Vald

Introdução

O cenário implícito de Cairn é chamado Vald, abrangendo todas as terras desenvolvidas ou habitadas — cidades, vilas, florestas etc. O governante específico é irrelevante, pois a maioria das aventuras se passa em vilas e povoados menores, nas florestas e nas margens do reino. A maioria dos habitantes (independentemente da região) se refere aos centros de poder locais como as Cidades, às vezes de forma pejorativa.

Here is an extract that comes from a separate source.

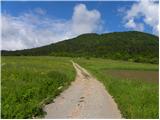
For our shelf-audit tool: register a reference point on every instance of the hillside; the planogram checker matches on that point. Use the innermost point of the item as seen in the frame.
(131, 46)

As vilas e povoados são construídos próximos a fontes de água e madeira, a uma distância de até um dia de caminhada uma da outra. Vilas maiores podem depender de fazendas e caçadores das redondezas. Os assentamentos costumam se organizar em torno de indústrias específicas, como madeira, cervejaria, pesca ou mineração, com um Campário ou Domador protegendo seus bens mais valiosos.

Trilhas estabelecidas entre os povoados maiores são bastante comuns, enquanto estradas bem conservadas são quase inexistentes, exceto para as cidades distantes. Comerciantes itinerantes, Caldeireiros e diversos mascates passam pelos povoados de forma semirregular, às vezes contratando Escolta para proteger e escoltar caravanas maiores, ou Corredeiros para ajudar a transportar passageiros pelas Terras Ribeirinhas.

Mesmo a menor vila pode receber visitantes eruditos das cidades: um Escrivaneiro, Ourivex ou Verdessábio com interesse em tumbas, túmulos e Portões próximos. Frequentemente, um Ossueiro ou Cata-Fungo é contratado por sua experiência, enquanto aventureiros astutos garantem que um Barbeiro-Cirurgião esteja sempre por perto — ou um Corta-Bolsas, caso haja negócios menos honrosos a tratar. Claro que Montebanco e Jograis costumam acompanhar esse tipo de comitiva, aproveitando-se da fama alheia na esperança de também colher os frutos da próxima grande descoberta.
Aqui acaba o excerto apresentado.